Single by Korn

from the album Korn
- Released: July 12, 1995^{[citation needed]}
- Studio: Indigo Ranch (Malibu, California)
- Genre: Nu metal
- Length: 4:36 (album version); 3:38 (radio edit);
- Label: Epic; Immortal;
- Songwriters: Reginald Arvizu; Jonathan Davis; James Shaffer; David Silveria; Brian Welch;
- Producer: Ross Robinson

Korn singles chronology
| "Shoots and Ladders" (1995) | "Clown" (1995) | "No Place to Hide" (1996) |

Music video
- "Clown" on YouTube

= Clown (Korn song) =

"Clown" is a song by the American nu metal band Korn. It was released as the fourth single from their self-titled debut album on July 12, 1995.

==Meaning==
What inspired Jonathan Davis to write this song was an early gig in San Diego where a person in the audience was booing them and telling them to "go back to Bakersfield!" Jonathan knelt down to hear him and the guy took a swing at him. He missed and the band's manager assaulted him. The person was all tattooed and looked like a "clown" to Jonathan Davis, inspiring the title of the song and also the line "Hit me clown, because I'm not from your town." Preceding the song is a conversation with Korn fooling around at the song's recording, and in the conversation, one of the members says "I wish we could put 'Twist' on a fucking tape"; this references a track that would eventually appear on the band's next album Life Is Peachy.
A quote taken from Korn's Who Then Now? video, which serves as an introduction for the music video:

I wrote a song about a guy in San Diego who took a swing at me. He's all "Fuck you! Go back to Bakersfield!" Well I didn't understand that, so I bent down and he tried to swing at me, and our road manager Jeff knocked his ass out, that song is Clown.

==Music video==
The video begins with the band walking in a hallway in El Segundo High School.

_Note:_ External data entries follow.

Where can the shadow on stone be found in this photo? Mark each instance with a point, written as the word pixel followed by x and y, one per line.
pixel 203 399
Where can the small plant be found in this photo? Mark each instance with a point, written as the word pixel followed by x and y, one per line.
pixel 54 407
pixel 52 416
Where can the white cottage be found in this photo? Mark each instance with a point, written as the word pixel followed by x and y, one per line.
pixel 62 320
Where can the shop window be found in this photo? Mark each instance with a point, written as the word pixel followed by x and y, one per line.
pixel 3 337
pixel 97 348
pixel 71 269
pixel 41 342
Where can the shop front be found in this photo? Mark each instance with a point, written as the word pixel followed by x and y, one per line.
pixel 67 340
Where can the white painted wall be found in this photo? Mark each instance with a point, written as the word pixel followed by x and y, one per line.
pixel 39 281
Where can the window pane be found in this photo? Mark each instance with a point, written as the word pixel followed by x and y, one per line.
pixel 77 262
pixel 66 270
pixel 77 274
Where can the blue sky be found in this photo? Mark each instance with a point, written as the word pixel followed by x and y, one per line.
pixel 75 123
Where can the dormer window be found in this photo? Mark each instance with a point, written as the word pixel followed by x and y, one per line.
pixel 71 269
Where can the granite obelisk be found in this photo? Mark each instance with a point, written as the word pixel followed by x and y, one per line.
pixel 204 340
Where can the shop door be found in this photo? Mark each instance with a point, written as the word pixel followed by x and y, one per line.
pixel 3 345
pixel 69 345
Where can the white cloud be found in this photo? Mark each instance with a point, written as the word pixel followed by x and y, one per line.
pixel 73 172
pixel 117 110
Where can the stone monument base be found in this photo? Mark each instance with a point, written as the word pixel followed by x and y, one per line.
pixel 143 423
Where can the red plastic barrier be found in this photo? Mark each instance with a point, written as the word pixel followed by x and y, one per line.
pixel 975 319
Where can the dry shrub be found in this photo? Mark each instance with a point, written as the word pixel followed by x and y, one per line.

There are shots of a clown balancing something on his nose. Soon, the band starts playing in a locker room which appears to be happening at night. Jonathan Davis is seen singing and, in some clips, he's sitting in a locker room inside one of the dry showers. With a few people spraying a little bit of water on his hair to tease him. This represents some of his painful experiences in high school of being teased. It also features the band in a gym with clips of jocks in their football jerseys and cheerleaders seen by someone in the halls. One of the cheerleaders goes into a bathroom and starts smiling in the dark room. She proceeds to brush her hair with her hands. Clips also show the band performing in a dark room. The video ends with the cheerleader in the bathroom taking off her shirt, showing a tattoo on her back which is the band's logo. The music video most likely could be them in the school after a football game at night. The music video was directed by McG; and produced by Dana Shaffer at the production house “Sunshine Filmworks” in Hollywood. It first aired in April 1996, and by May it was in the top 50 rotation on MTV.

==Track listing==

===US Radio Promo===
- CD5" ESK 6580
1. "Clown" – 4:36
Note: the back cover does not state which version this is. However, it's identical to the Radio Edit on the below European promo.